On Sunday, he sought to broaden his appeal, saying Hindus and Muslims both needed to be lifted out of poverty.
“Do you want to fight against poverty or against Hindus?,” he asked. “Poor Muslims have to fight against poverty. Poor Hindus have to fight against poverty.”
Modi did not mention the blasts in his speech, but later called them “deeply saddening and unfortunate” on Twitter. He appealed for peace and calm.
The first explosion went off in a public toilet at Patna’s main train station where Modi supporters were streaming in on special trains for the rally.
Then, just before he arrived, small bombs went off at different places near the sprawling public park, sowing panic. At least three unexploded bombs were found near the venue, said Sushil M Khopde, inspector general of police in Patna.
Such bombings of political rallies are rare in India. In 1991, a Tamil suicide bomber killed former Prime Minister Rajiv Gandhi during a campaign rally in southern Tamil Nadu state.
His son Rahul Gandhi, now leading the campaign for the Congress party and the party’s most likely candidate for prime minister, said this week he feared he could be killed, like both his father and grandmother, former Prime Minister Indira Gandhi.
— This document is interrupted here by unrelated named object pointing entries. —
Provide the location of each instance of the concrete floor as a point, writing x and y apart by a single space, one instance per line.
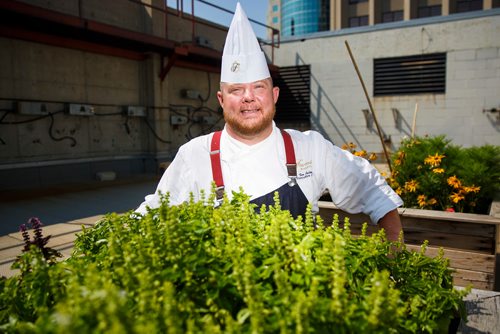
63 212
68 205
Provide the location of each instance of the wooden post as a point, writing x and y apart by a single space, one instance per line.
497 259
371 106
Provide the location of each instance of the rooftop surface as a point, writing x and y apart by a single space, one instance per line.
63 212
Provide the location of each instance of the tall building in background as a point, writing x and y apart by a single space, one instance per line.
300 17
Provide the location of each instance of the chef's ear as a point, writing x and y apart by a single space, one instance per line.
220 98
276 93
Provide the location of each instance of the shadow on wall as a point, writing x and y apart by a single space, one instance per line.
324 110
326 113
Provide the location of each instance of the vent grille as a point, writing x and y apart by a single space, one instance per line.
294 99
419 74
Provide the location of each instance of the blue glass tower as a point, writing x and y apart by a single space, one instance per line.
299 17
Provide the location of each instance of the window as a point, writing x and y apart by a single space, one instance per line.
428 11
392 16
358 21
469 5
295 94
418 74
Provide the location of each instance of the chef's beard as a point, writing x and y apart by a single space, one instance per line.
251 127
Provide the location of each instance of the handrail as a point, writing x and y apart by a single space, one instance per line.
180 13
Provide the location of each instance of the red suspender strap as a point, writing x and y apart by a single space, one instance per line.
216 167
291 164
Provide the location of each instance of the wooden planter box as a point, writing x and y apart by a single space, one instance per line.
470 241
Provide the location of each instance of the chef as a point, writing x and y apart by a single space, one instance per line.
252 154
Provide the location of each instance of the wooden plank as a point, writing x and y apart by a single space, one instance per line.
450 216
482 312
461 234
433 214
461 259
478 280
461 228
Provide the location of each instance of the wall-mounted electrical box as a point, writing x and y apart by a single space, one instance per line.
32 108
135 111
209 120
178 120
190 94
80 109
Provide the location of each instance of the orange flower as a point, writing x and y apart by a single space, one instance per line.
361 153
456 197
454 182
438 170
434 160
421 200
472 189
411 186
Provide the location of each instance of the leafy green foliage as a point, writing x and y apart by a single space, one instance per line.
431 173
194 268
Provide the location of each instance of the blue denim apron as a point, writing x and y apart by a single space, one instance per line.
290 195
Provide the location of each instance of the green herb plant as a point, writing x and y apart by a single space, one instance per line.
194 268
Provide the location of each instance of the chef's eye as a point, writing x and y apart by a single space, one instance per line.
235 90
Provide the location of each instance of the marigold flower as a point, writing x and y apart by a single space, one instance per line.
434 160
472 189
454 182
421 200
361 153
438 170
411 186
456 197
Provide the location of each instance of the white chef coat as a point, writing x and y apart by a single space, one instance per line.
353 183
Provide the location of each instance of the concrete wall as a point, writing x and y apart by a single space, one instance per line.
472 46
40 151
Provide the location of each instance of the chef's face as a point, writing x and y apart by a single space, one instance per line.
249 108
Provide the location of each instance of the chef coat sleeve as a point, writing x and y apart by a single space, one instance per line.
356 186
175 181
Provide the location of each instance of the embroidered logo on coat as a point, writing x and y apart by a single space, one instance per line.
304 169
235 67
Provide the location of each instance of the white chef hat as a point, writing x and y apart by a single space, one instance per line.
242 59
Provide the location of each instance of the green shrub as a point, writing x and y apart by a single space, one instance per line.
194 268
431 173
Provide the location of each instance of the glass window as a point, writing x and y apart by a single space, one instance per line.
417 74
392 16
428 11
358 21
469 5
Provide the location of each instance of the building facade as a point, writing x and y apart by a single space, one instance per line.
430 76
319 15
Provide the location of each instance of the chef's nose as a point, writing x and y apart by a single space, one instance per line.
249 94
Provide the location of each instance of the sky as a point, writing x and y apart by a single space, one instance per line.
255 10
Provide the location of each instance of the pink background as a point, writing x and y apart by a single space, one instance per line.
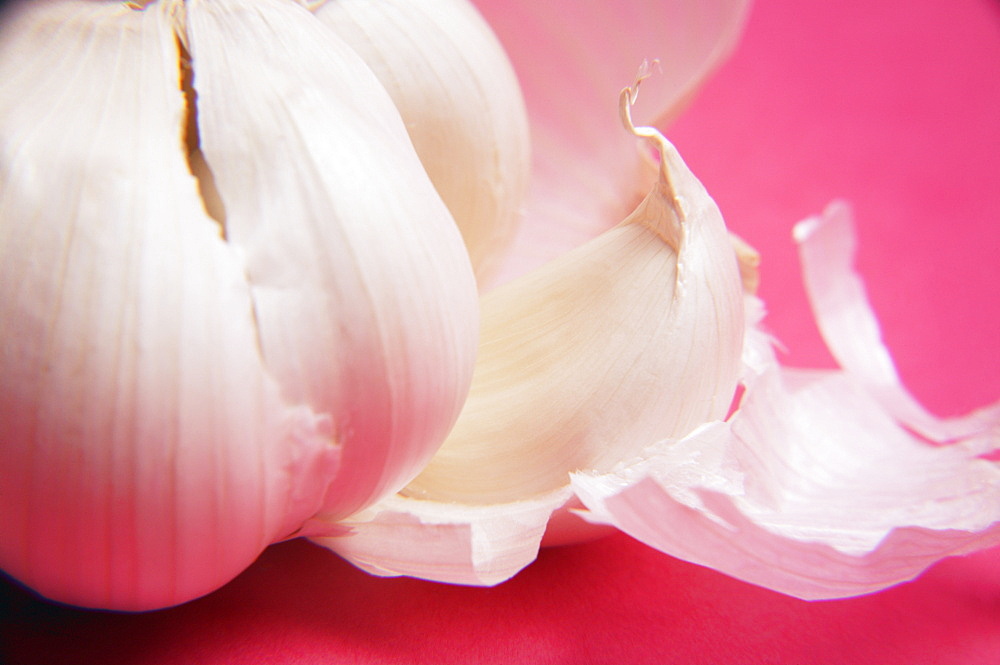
893 105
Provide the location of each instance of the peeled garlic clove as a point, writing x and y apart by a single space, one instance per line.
633 338
146 456
450 542
461 103
364 298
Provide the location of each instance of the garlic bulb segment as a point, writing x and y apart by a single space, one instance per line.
461 103
146 454
481 545
631 338
363 294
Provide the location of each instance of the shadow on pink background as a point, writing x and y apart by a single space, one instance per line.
893 105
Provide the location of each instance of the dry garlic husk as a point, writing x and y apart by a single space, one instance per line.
632 338
191 369
820 485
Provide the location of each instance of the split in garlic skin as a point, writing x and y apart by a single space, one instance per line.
239 286
181 388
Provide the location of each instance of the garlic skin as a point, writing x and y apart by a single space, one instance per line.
179 391
462 106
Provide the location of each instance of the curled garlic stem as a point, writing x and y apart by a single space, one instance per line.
626 99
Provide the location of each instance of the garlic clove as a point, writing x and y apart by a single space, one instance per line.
363 294
632 338
147 455
829 493
569 201
461 104
480 545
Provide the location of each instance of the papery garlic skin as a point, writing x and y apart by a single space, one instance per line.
178 391
461 104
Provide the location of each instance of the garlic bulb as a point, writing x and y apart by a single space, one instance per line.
179 390
242 246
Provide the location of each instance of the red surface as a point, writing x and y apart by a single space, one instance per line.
894 105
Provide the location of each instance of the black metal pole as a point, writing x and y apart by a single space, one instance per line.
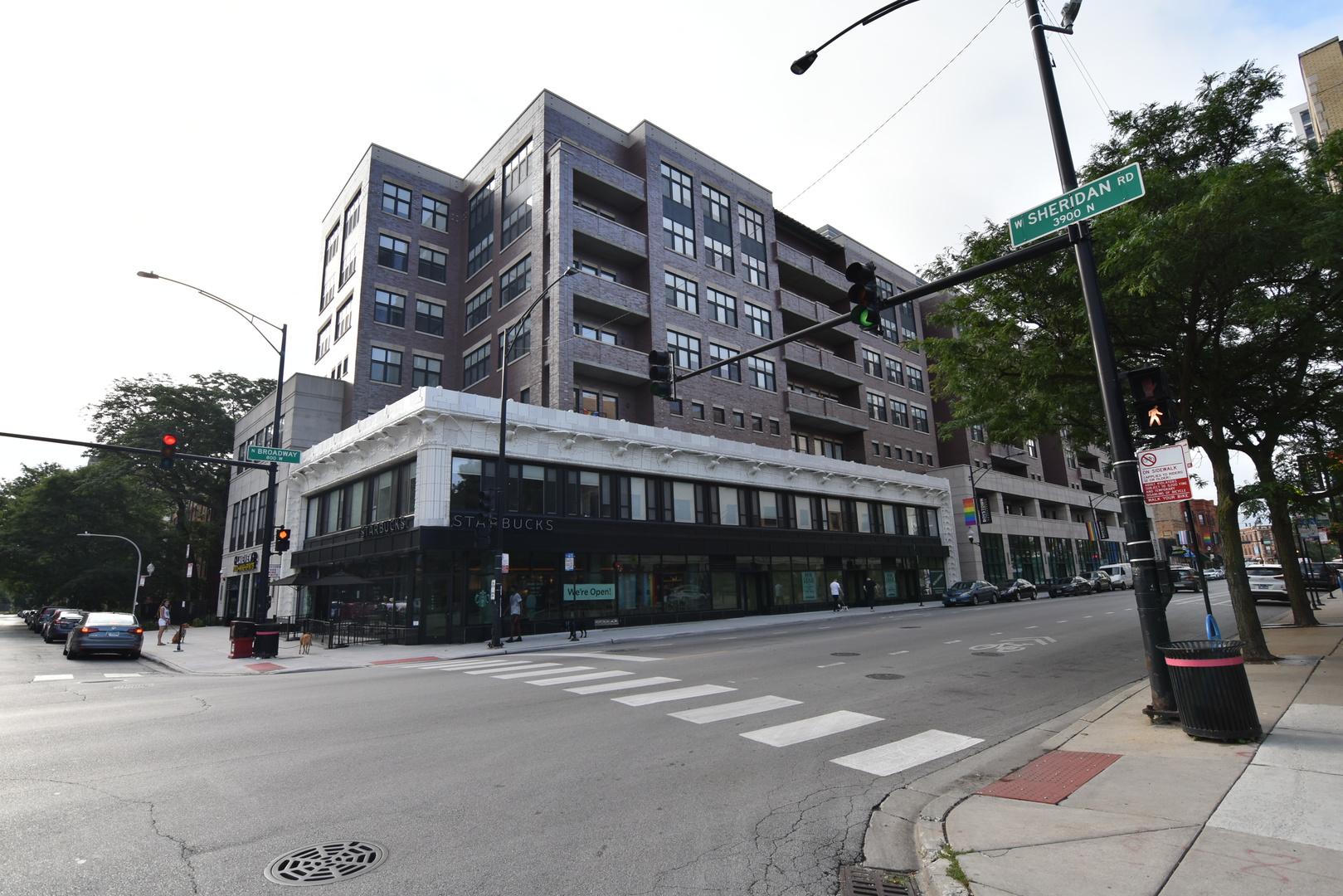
1151 613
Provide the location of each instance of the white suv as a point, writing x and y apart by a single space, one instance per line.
1267 582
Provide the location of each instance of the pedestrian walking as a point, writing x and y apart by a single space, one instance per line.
164 617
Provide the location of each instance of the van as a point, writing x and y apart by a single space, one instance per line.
1121 574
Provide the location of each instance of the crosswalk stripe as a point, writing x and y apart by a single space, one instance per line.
906 754
662 696
624 685
733 709
539 672
590 676
796 733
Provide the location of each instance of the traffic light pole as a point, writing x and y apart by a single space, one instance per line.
1151 610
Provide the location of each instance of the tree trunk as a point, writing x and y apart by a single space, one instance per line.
1228 520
Rahul Gandhi and Modi are among the most heavily guarded figures in the election.
Sunday’s rally was intended as a show of strength in Bihar where the governing party broke off a 17-year alliance with the BJP after it picked Modi as its candidate to lead the party.
The state sends 40 lawmakers to parliament’s lower house and could prove decisive in forming a new government.
The BJP has picked up support since making Modi its candidate for prime minister last month, but would need allies to form a government, two new opinion polls showed this month.